店の配達で使っている、失礼だから古ぼけた自転車に跨がった、丁髷頭の男に出くわした。
何故、こんな所に居るのかと澤村が問えば、暑さで参っているのでは無いかと心配だから来てみた、と言う。
目の前にいる男は、水浸しで上半身裸に足元は泥だらけの姿に、目を丸くして何があったのか?と聞いてくる。

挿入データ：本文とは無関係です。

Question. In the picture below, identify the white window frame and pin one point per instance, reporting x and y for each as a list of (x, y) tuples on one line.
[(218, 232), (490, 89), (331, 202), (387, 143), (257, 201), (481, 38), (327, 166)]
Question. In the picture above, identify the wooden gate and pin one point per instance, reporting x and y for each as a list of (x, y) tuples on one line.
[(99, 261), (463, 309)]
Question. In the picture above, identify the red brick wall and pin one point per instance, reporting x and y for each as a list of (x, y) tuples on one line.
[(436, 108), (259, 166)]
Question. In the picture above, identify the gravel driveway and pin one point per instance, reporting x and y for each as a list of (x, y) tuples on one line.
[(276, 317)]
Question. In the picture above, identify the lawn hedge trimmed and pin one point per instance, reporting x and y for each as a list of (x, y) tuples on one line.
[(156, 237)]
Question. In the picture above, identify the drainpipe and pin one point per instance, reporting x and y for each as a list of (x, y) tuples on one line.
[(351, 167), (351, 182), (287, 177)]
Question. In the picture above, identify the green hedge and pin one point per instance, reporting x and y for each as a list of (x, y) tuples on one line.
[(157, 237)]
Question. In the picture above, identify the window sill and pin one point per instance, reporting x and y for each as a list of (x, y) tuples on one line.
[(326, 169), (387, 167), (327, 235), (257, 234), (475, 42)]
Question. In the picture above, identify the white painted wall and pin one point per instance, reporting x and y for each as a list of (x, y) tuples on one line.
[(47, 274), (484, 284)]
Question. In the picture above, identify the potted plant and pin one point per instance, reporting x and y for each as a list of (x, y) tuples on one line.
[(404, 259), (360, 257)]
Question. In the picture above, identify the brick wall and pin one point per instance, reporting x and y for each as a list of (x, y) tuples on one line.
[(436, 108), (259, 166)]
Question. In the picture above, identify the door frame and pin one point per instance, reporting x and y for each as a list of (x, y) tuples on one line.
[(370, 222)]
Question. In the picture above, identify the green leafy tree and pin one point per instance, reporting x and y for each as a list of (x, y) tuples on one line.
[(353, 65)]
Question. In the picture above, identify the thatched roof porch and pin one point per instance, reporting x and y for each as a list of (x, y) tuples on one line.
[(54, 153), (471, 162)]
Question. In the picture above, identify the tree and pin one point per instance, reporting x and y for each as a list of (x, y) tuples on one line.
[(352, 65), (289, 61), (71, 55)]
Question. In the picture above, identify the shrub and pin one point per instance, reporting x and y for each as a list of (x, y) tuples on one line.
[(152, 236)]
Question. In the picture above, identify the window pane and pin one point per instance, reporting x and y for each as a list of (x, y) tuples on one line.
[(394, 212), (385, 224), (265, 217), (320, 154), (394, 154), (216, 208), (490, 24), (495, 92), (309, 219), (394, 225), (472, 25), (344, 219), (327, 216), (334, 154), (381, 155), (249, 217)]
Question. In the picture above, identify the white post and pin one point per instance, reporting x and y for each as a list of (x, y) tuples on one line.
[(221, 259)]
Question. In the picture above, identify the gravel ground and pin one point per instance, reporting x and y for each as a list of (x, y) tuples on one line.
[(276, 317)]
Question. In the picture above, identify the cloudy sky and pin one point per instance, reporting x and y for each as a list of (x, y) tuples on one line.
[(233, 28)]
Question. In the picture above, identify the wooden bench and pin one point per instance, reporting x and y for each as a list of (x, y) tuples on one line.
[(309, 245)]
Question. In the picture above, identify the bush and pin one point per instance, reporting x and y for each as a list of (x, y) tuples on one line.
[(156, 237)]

「部屋が暑かったから散歩に出たら、余計に暑くて公園の水場で、水浴びした」
「……そ、そうか。何も無ければ、それで良い」

――――暑さ凌ぎに、成瀬の所にでも行くつもりだったのかと思った。
そう言った男は、くるりと自転車の向きを変え、漕げば軋む音がするペダルを踏み込んだ。
気をつけて帰れよ。
無口で、自分の思いを上手く伝えられないヤツだと知っている澤村は、男の口から『成瀬』の名が出て……嫉妬しているのだと感じる。
走り出した古ぼけた自転車を追い掛け、追い付くと後ろの荷台に澤村は飛び乗り、裸のままの胸で男の背中にしがみ付いた。

「アンタんちに連れてってくれよ……部屋、暑くて仕方ねぇんだよな」

「……っ!危ないだろうっ!!」

「なぁ……」

「あまりお前の部屋と変わらないぞ。クーラー無いんだからな」

それでも構わない、アンタが一緒なら。
澤村の行動と言葉に男は驚き、ハンドルを取られてしまう。
しかし、揺れた割には動きを止めないでいた自転車は、バランスを保ちながら道を進み続けるのだった。

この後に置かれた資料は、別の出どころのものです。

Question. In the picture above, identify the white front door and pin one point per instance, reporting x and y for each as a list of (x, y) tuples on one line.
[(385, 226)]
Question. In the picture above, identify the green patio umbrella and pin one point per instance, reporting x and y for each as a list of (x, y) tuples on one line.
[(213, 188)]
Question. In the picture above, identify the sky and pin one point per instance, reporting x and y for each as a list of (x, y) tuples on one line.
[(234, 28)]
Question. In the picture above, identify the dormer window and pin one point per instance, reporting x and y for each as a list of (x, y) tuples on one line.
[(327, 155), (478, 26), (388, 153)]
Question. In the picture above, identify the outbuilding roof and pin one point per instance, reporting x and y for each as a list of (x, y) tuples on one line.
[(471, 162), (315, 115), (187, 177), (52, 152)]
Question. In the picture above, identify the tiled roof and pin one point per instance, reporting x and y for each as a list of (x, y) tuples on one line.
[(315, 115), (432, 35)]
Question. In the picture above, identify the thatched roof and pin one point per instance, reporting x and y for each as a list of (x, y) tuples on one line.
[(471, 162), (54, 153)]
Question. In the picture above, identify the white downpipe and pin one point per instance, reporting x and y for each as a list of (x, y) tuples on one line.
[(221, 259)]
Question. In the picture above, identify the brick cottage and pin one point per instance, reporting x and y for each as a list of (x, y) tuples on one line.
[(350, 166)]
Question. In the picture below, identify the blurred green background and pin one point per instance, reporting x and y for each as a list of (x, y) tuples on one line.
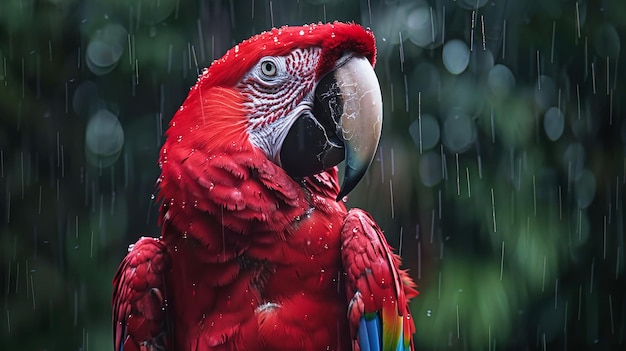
[(499, 177)]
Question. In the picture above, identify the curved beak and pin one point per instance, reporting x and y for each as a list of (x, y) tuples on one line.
[(346, 123), (361, 121)]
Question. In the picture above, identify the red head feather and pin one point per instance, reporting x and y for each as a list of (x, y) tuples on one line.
[(208, 163), (334, 39)]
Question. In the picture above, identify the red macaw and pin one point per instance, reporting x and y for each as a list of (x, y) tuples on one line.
[(256, 250)]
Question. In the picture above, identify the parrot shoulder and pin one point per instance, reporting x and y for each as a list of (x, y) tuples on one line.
[(139, 298), (378, 290)]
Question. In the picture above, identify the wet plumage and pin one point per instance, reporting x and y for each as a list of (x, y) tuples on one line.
[(255, 252)]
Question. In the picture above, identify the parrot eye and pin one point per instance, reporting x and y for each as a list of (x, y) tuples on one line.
[(268, 68)]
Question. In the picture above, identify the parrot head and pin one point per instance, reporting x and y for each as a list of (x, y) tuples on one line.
[(306, 96)]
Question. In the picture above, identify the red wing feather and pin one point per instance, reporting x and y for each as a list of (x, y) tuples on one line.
[(139, 298), (377, 288)]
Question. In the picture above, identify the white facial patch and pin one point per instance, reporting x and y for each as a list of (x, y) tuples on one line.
[(277, 90)]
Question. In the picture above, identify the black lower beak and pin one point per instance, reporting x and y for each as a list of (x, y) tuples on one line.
[(346, 123)]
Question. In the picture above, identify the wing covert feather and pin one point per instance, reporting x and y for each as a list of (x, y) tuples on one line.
[(139, 298), (378, 290)]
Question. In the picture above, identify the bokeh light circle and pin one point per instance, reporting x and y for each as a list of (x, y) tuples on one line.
[(500, 80), (455, 56), (104, 138)]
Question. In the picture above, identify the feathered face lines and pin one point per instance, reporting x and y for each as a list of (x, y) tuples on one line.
[(276, 91)]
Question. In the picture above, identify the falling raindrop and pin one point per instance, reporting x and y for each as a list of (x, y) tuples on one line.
[(425, 132), (554, 123), (430, 169), (459, 131), (585, 187)]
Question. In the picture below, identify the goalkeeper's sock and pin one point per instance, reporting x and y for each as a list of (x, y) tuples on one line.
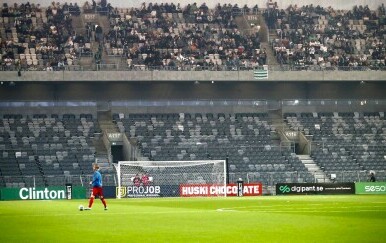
[(104, 202), (91, 202)]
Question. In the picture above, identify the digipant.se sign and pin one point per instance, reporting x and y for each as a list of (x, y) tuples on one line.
[(314, 188)]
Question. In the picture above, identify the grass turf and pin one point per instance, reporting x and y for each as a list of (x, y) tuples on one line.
[(249, 219)]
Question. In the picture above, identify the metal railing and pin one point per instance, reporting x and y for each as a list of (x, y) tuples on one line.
[(123, 66)]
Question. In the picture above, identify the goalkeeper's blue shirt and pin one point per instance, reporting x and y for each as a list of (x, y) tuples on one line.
[(97, 179)]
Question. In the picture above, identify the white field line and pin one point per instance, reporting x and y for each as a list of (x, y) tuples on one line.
[(92, 212)]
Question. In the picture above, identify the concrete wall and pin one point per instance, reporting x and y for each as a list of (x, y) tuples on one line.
[(268, 90), (191, 76)]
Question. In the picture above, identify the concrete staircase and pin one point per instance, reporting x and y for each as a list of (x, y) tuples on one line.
[(312, 167)]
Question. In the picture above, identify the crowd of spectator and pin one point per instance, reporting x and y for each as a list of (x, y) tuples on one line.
[(37, 38), (168, 35), (328, 38), (175, 37)]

――――掴まっていろ、と自分の腰に澤村の手を巻き付けながら。





夜の公園
20110714





すみません…がっきーにしてやられてスッカリとハレビモード(笑)←チョロ過ぎる。

それもありますが、夏に向けてのリハビリ。
コバサワって何時まで経っても掴めなくて、動かせなくて大変なんです。
如何せん、あんな二人だから。苦笑。



そんなこんなで、水浴びとか上半身裸が異様に似合う男、澤村でした(笑)
丁髷頭は、嫉妬しても口下手、表現下手…ですが、本音ポロリとさせてみました。
開放的な夏だから←なんか違う。




うわ~
久々過ぎても変わらずドヘタなコバサワ、お付き合いありがとうございました!